Some tips and tricks 🙂
1.Get it debugged/running in serial
- use gdb, don’t forget to compile with -g and -Wall. Did you eliminate/address all warnings?
2. Know your memory
- run pmap with your application at least once to get a snapshot, pay particular attention to stacks and total memory. Did you request enough memory through PBS etc?
3. Know your code; use callgrind, do this with your serial code. With this data, does your parallel strategy make sense cf Amdahl’s law?

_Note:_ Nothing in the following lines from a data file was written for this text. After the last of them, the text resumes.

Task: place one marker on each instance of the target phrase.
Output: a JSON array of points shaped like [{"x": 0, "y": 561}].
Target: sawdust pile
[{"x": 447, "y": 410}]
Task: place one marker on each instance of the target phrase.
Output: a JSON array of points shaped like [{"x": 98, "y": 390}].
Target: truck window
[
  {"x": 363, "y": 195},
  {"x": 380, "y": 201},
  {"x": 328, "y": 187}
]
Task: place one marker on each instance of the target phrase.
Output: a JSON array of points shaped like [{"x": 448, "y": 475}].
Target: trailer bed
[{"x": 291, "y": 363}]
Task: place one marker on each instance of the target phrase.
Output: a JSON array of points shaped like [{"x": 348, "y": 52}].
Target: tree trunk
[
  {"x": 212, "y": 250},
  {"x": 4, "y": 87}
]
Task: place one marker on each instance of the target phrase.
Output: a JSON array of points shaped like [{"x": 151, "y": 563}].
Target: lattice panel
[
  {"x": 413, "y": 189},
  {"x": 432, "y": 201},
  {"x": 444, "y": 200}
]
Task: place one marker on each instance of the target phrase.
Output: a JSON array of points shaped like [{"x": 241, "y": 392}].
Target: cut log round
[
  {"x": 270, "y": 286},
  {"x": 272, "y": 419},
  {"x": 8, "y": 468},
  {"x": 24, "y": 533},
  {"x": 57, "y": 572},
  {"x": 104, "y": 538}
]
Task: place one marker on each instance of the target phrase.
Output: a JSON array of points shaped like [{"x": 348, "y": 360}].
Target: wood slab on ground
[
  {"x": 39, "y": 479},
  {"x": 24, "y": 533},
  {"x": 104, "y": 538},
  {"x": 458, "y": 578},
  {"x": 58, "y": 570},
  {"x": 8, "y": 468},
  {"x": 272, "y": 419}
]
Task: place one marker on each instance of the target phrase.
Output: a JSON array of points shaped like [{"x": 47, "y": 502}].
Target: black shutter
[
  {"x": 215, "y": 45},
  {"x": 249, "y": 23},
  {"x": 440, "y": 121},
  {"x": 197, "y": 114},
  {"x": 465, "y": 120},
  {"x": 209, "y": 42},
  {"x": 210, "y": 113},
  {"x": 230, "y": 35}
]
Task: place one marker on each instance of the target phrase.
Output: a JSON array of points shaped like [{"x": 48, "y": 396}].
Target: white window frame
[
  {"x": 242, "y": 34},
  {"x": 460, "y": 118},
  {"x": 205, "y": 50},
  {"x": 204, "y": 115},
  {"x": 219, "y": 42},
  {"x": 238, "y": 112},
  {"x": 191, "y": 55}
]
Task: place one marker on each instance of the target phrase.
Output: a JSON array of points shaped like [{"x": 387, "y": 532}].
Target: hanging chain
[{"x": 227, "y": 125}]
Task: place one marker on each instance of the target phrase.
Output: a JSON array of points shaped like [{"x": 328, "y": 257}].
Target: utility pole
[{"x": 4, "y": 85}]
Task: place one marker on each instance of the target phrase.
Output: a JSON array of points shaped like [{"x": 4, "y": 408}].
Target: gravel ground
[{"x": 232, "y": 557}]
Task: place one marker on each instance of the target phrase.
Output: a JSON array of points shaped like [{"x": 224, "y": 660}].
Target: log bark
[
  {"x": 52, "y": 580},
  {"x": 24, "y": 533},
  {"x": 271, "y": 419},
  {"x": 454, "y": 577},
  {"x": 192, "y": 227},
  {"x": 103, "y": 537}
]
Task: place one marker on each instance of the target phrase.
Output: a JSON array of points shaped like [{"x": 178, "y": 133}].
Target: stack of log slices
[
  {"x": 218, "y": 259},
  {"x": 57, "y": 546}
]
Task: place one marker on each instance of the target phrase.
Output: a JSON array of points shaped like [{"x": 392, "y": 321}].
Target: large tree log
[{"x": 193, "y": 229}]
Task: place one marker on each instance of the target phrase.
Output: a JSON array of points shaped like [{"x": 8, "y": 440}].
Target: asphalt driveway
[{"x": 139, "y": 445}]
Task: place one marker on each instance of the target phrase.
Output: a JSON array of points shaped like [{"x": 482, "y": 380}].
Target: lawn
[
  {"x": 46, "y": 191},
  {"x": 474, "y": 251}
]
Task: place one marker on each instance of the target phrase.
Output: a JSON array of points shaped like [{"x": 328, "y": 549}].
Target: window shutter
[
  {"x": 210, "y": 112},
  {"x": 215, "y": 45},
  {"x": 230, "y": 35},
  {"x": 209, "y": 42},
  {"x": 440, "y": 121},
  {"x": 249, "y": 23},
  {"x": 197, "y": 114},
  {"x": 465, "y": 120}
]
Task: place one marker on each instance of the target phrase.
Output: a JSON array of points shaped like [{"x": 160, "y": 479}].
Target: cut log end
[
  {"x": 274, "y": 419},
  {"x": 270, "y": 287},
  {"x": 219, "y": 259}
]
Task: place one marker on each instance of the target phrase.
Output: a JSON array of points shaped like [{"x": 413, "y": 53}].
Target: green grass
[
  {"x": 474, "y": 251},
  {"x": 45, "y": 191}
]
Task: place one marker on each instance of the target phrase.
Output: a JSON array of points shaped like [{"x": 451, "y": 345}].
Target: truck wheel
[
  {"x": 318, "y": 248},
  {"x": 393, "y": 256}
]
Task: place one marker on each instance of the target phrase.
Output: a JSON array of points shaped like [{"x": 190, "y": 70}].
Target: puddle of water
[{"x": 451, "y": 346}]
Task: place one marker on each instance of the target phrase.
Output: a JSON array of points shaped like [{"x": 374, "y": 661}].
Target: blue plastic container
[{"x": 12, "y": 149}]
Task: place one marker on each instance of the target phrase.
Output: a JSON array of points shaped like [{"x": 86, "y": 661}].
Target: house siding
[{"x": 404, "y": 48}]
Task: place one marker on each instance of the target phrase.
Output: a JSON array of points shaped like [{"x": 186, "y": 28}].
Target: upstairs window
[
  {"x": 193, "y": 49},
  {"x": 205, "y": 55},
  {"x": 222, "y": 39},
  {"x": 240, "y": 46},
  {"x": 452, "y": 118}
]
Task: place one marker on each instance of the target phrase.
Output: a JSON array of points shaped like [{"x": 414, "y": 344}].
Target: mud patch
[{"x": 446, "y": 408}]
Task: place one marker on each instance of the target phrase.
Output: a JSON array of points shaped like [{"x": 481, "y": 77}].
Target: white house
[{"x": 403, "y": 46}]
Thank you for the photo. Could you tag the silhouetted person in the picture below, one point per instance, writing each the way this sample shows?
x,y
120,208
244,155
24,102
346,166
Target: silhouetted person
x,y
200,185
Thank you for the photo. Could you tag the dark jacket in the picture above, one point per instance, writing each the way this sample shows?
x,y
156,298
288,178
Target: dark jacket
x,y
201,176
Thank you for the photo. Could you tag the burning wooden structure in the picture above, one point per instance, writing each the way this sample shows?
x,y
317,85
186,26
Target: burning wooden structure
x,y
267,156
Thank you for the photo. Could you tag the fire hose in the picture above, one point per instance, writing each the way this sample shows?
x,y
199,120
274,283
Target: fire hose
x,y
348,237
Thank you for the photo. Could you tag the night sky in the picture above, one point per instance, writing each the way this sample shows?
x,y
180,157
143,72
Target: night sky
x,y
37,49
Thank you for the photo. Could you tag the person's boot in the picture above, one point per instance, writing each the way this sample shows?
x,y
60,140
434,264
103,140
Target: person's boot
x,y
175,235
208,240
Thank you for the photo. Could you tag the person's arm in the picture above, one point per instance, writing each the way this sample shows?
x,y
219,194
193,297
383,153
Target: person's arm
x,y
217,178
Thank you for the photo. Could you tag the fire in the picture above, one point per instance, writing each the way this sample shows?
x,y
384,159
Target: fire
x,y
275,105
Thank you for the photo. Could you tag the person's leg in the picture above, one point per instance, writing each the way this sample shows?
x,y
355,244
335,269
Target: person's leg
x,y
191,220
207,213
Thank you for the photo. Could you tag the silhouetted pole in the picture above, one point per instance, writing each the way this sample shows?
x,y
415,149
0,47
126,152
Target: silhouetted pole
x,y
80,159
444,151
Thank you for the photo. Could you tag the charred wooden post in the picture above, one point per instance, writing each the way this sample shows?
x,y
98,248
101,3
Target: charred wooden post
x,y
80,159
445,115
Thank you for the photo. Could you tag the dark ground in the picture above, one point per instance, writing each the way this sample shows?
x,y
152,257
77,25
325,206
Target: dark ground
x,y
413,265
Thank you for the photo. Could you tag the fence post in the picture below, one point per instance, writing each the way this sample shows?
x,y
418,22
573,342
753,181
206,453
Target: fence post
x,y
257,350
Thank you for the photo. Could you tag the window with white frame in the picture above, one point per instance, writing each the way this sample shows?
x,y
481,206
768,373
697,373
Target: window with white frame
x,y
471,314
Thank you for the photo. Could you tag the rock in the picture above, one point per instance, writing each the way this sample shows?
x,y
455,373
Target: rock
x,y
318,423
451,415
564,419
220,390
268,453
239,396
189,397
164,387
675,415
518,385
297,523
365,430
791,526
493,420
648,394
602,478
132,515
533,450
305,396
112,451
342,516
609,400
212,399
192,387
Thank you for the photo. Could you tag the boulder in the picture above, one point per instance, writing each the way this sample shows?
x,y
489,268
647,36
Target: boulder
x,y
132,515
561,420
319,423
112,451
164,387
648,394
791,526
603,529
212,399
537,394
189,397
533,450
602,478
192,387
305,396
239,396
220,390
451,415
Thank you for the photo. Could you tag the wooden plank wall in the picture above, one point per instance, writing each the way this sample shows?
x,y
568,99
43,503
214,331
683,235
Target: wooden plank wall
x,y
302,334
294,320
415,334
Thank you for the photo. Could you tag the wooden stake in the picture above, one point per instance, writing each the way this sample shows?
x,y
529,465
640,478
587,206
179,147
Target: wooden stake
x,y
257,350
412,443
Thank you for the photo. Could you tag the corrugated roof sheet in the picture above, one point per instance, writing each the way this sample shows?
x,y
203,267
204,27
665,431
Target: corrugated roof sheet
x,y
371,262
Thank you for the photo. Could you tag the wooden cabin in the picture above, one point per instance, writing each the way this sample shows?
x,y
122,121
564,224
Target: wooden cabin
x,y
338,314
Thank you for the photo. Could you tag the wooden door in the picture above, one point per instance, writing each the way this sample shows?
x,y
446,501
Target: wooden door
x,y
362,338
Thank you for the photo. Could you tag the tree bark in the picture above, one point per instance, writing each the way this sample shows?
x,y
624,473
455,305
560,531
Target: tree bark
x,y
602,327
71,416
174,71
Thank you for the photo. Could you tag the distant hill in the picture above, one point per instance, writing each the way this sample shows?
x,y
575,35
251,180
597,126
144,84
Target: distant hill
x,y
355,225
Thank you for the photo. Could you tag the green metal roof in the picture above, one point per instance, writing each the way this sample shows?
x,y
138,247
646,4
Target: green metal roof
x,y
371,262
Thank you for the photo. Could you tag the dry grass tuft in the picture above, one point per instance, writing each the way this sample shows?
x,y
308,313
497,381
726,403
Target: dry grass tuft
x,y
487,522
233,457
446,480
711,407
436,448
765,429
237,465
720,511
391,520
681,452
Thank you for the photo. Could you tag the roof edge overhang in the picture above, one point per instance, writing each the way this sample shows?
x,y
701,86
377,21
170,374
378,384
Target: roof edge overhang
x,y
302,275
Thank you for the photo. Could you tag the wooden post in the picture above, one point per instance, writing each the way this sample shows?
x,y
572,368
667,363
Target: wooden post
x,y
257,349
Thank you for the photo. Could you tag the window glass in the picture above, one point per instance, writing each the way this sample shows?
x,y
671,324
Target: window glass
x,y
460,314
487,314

3.Solve your leaks, avoid realloc
- valgrind/memcheck is your friend, do this with your serial code. Keep in mind that the your scheduler will set hard, lower limits which is some default or what you request explicitly in your job submission script, which brings me too..
4. Know your limits
- run ulimit -a; pay particular attention to stack size, it’s easy to blow particularly if you insist on statically allocating massive arrays.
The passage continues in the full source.